# Need your help in making a career decision.



## ArmyEngineer (Jul 4, 2011)

Hello,

A little bit about me. I completed my Bachelor's and Master's (GPA above 3.75) in Electrical Engineering from an good ABET school in the North East. The focus of my Masters was Wireless Communication. I have one journal publication in Radio Frequency.

I am about to complete a 4 year contract with the US Army. I served enlisted in Army Electronics. I have also successfully passed my FE exam in Electrical last fall. During my service in the Army I received my US Citizenship and Security Clearance.

I intend to work as an Electrical Engineer (Federal or Private job) once my contract is up and I have decided to start applying for jobs. I have 2 questions and will be grateful for any reply:

1) What are the chances of an Electrical Engineering job in this market with my qualifications? Is there a particular kind of job/company I should target?

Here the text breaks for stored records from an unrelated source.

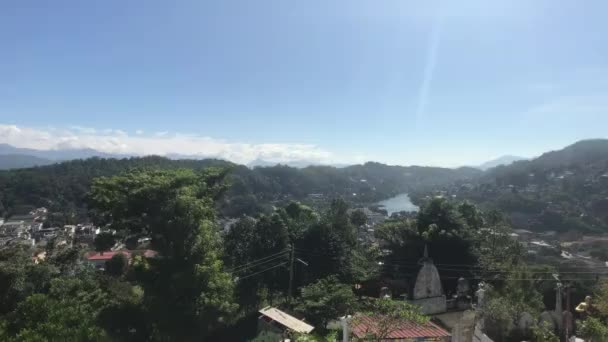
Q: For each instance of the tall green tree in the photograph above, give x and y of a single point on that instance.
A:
(69, 312)
(104, 241)
(187, 292)
(325, 300)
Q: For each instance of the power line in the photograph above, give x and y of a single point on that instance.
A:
(258, 261)
(259, 272)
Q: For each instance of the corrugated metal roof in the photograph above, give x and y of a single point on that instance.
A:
(286, 320)
(106, 255)
(406, 329)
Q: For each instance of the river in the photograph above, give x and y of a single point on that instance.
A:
(398, 203)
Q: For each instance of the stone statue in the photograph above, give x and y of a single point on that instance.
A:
(463, 297)
(428, 291)
(525, 323)
(480, 294)
(583, 308)
(385, 292)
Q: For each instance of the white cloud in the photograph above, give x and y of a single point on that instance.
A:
(161, 143)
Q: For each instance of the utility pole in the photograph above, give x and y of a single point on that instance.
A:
(292, 257)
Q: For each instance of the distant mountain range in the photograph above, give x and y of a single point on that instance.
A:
(504, 160)
(19, 161)
(56, 155)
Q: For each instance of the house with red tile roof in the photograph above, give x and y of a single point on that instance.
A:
(99, 259)
(405, 331)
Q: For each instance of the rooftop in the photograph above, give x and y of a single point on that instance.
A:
(405, 330)
(106, 255)
(286, 320)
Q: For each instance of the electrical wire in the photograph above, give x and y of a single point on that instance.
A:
(257, 262)
(259, 272)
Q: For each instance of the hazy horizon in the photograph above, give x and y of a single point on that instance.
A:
(435, 83)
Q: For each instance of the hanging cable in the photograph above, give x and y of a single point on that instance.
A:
(260, 272)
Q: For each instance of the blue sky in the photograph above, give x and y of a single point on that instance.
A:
(403, 82)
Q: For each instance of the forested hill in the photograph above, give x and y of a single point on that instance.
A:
(560, 190)
(62, 187)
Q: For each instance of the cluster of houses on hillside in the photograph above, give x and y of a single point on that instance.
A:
(29, 230)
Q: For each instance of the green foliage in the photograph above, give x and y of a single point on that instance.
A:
(104, 241)
(186, 291)
(387, 314)
(250, 240)
(20, 277)
(593, 329)
(67, 313)
(510, 297)
(325, 300)
(117, 265)
(315, 337)
(543, 333)
(358, 218)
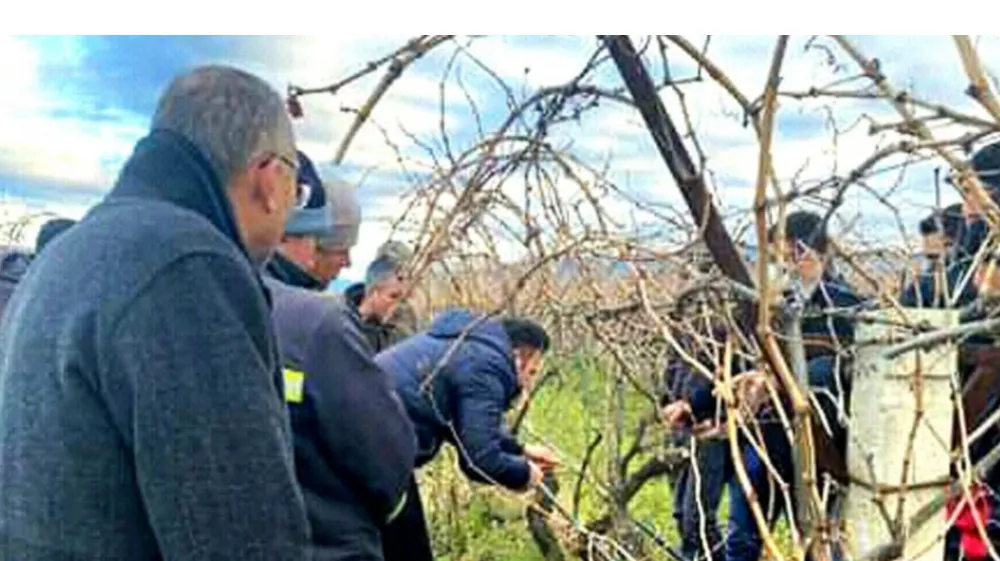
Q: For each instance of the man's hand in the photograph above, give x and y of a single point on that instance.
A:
(537, 475)
(542, 456)
(751, 389)
(676, 414)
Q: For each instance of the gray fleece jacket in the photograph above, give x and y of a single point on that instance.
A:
(141, 397)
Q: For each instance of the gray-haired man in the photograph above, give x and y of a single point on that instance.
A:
(378, 301)
(141, 401)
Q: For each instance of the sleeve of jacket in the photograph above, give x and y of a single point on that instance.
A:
(509, 444)
(190, 380)
(481, 434)
(361, 419)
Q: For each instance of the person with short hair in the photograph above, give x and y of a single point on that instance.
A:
(456, 380)
(938, 276)
(335, 248)
(378, 300)
(143, 415)
(296, 261)
(807, 282)
(354, 443)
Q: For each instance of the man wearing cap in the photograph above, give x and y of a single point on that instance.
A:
(385, 317)
(295, 261)
(354, 444)
(335, 247)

2) What can I do in the next 6 months or so to improve my chances of landing a job as an Electrical Engineer.

Thank you for your time.

Sincerely,

ArmyEngineer


----------



## jeb6294 (Jul 5, 2011)

You can check for job postings on USAJobs. You should get big bonus points for military service.


----------



## willsee (Jul 5, 2011)

GE is hiring EE's in Louisville, KY

A recruiter called me and I was a co-op there 5 years ago. I have a friend who works there and he probably makes 70-75k and he's 28? 29? M.Eng and Army experience


----------



## solomonb (Jul 10, 2011)

Look in North Dakota for many jobs! Willston to be exact. The oil boom in the Baaken Formation is going strong and we need LOTS of people. I had someone call our firm last week looking for mechanicals with oil/gas experience. Power is going to be a BIG DEAL here because of the need for more big substations. Make damn sure that you have housing before going--housing is virtually non existent-- that is why there are so many jobs in demand. Many folks are living in trailers/motorhomes/campers.

Understand that there is plenty of work----- all types---housing is the issue. The winter's in North Dakota can be quite brutal, -30-40F, not impossible, however, not for the faint hearted either. They say that Baaken formation will go for many more years, that is why they need people.

I was up a couple of weeks ago-- they were paying $18/20 hour for help at McDonalds-- why? More money in the oil field. The people were complaining about lack of good restaurants, nobody wants to work in the restaurant when you can work in the oil field. Long, hard hours, 14-16 hour days/7 days/week-- however the money is good.

Look at the Minot or Williston papers-- you will see what I am describing.


----------



## navyasw02 (Jul 11, 2011)

Stay in the military and be an officer. You've already got 4 years towards retirement and you'll have job security and good pay.


----------